We’re entering a period of quieter weather across much of the country.
The first few weeks of December are likely to bring below average rain over more than 90% of the country.

The weather pattern has changed.
No longer are we seeing day after day of severe storms in southeast Queensland. The trough isn’t sitting over Queensland into northeast NSW anymore. There will be a trough from time to time, but it’s no longer persistent from day to day.
No longer are we seeing a huge difference in temperature from Queensland and NSW, to Victoria, SA and Tasmania. Instead the heat is able to spread down into the far southeast from time to time - and the cold outbreaks are weaker than in the previous few months. There are still chilly days in the southeast (including the alpine snow that arrived just in time for December 1st), but they’re not as extreme or long lasting - less likely to bring wintry hail and low level snow. .
We’re also missing a connection up to the tropics, so when our weather systems move through they bring hardly any wet weather (away from exposed areas).
Will the weather patterns we saw in November return? Potentially yes.
Our current pattern is reducing the tropical connection as you would expect as the Negative Indian Ocean Dipole comes to an end.
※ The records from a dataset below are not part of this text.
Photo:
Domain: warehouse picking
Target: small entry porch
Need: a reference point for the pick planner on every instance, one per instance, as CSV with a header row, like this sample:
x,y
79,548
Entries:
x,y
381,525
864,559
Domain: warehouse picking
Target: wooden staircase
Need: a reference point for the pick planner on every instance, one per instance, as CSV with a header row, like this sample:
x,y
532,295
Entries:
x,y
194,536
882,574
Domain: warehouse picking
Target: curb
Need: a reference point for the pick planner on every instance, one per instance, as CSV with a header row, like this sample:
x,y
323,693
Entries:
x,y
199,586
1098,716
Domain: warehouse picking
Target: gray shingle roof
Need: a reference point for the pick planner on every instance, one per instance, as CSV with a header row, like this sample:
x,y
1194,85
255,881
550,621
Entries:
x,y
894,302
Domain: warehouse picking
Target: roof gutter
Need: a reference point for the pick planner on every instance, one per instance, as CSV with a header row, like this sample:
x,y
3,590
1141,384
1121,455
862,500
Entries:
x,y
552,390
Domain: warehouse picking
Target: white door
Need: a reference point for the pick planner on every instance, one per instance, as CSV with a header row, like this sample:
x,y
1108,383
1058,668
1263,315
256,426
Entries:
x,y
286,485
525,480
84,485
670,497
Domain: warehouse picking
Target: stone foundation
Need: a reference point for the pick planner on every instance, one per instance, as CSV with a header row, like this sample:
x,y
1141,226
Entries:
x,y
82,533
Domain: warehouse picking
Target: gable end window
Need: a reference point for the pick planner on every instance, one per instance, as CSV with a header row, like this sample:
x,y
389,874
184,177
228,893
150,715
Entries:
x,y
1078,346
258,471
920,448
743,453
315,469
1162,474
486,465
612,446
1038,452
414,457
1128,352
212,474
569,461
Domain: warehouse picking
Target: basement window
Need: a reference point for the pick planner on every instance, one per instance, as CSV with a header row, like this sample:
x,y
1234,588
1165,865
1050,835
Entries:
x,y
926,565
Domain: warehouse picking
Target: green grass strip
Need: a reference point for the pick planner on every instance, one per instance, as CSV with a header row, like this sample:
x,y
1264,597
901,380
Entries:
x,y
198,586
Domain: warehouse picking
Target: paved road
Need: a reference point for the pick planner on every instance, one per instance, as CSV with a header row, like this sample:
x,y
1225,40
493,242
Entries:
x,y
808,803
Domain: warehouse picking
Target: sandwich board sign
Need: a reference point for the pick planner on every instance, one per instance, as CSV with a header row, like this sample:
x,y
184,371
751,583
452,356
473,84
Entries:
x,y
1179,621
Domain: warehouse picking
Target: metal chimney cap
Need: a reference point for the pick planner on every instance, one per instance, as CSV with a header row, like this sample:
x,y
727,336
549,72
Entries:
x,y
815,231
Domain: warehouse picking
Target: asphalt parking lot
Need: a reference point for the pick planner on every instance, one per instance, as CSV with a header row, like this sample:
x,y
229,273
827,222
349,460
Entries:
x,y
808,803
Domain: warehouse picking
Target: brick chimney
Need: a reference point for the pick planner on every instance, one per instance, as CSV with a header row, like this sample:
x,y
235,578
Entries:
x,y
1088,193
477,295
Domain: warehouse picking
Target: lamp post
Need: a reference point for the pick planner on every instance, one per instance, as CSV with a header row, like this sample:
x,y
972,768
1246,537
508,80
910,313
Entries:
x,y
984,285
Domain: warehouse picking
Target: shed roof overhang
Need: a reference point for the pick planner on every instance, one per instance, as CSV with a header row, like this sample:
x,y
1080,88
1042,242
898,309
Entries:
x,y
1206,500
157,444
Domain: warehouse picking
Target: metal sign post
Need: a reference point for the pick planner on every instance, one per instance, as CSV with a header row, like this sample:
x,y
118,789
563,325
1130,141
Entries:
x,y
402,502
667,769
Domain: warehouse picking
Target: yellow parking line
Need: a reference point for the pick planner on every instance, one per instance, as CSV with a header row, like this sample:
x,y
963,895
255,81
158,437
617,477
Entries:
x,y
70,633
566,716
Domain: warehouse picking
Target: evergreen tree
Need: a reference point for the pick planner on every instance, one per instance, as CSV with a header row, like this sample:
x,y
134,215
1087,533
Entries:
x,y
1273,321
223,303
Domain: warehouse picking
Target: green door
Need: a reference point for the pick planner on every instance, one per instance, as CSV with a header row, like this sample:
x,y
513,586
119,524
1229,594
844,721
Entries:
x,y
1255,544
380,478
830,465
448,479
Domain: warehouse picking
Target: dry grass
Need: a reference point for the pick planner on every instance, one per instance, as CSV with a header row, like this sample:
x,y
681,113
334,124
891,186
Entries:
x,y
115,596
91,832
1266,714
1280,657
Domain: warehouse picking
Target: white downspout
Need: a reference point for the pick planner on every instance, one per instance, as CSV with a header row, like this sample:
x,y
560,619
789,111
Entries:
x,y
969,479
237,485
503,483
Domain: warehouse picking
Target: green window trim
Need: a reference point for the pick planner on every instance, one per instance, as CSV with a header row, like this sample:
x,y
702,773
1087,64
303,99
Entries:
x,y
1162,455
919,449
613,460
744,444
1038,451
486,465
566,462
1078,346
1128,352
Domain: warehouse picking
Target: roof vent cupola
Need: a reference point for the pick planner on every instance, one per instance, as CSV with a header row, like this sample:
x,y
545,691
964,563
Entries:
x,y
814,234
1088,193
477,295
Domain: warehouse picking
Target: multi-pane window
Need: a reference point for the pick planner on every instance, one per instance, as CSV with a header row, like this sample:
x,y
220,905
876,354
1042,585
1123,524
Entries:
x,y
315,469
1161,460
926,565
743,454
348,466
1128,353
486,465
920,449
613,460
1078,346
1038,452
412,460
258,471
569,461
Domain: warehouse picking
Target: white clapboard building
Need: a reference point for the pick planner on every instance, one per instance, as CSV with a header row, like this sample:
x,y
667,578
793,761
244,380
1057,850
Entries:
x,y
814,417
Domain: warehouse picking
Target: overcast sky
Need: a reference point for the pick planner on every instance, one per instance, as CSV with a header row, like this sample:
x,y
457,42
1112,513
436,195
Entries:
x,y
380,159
But we do have a weak La Nina, and we are surrounded by warmer than average sea temperatures.
These are both moisture generators, and they’ll sit there, ready to go, ready for the next time the weather pattern seeks to connect this moisture to weather systems that are passing through.
In the meantime we’ll see high pressure dominate our pressure pattern. Whenever the centre of the high is to your east then you are on the warm to hot side of the high, and that’ll push hot air from the interior through to the coast. Whenever a trough clips the coast then we take a break with a cool change.
But if the high is broad and ridges across the country, then it brings a stretch of stable weather, and it is only when the moisture in the tropics can pour in once again that we’ll see significant rain return.